2. When the petitioner failed to secure the maintenance award that she sought from the magistrate, she filed her application for leave to seek damages from the co-respondent. That did not give rise to a bona fide application.
3. As to the merit of the application, damages were not normally awarded for adultery. The remedy was inappropriate because the adultery was merely a symptom, and not the cause, of the breakdown in the marriage.
4. The petitioner was granted a decree nisi on the basis of her petition dated 25 September 2000 on the grounds of the respondent's unreasonable behaviour. Custody of the two children of the family was awarded to the petitioner with reasonable rights of access reserved to the respondent.
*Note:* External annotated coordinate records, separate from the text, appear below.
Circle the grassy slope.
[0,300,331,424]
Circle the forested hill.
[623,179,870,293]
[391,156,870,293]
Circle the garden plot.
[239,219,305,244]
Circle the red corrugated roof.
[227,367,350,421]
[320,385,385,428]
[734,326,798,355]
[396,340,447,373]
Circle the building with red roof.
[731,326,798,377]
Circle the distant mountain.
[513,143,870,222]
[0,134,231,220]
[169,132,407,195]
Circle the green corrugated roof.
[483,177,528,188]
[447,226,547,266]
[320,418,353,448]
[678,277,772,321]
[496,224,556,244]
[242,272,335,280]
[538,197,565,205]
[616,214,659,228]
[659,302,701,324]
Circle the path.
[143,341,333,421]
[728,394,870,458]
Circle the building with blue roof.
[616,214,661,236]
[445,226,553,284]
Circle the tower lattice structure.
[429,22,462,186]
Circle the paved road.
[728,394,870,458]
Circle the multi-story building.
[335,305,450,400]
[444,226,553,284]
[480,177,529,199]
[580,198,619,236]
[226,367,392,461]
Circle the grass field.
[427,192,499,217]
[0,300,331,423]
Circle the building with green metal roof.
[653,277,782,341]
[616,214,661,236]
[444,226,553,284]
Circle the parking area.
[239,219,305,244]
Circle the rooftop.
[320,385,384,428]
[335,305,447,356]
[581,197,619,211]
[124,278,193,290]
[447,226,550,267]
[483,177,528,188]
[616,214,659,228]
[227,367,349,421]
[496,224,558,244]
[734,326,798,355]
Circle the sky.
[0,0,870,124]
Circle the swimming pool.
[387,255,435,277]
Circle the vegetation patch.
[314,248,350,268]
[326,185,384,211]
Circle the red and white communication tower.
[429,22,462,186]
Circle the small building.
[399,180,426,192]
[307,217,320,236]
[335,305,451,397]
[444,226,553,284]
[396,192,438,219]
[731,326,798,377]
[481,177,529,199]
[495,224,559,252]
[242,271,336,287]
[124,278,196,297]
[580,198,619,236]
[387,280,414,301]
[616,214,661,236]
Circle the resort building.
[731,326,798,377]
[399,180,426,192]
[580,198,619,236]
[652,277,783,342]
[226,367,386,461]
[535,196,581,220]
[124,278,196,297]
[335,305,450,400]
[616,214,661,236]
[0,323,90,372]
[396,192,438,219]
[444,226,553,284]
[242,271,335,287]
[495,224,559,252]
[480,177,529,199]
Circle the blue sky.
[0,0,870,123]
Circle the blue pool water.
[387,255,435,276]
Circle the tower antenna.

Each party should bear their own costs.
Cases considered:
'Afa v Tali & Sika [1990] Tonga LR 181
Sugar v Fatafehi & Taholo [1993] Tonga LR 4
Rules considered:
Divorce Rules 1991
Counsel for petitioner : Mr Veikoso
Counsel for respondent : Mr Tu'utafaiva
Judgment
Both the petitioner and the respondent are obviously desirous of a divorce. They have filed separate petitions alleging unreasonable behaviour on the part of the other. The dispute before the court arises out of a recent application by the petitioner for leave to amend the grounds of her petition from unreasonable behaviour to adultery on the part of her husband and she seeks leave to add a co-respondent and claim damages in the sum of $1000 from the named co-respondent. That application was opposed but counsel, very sensibly, agreed that I should reserve my decision on the application to amend until after I had heard the whole of the case and then I should give my decision on the leave application as part of my overall judgment. I propose to follow that approach.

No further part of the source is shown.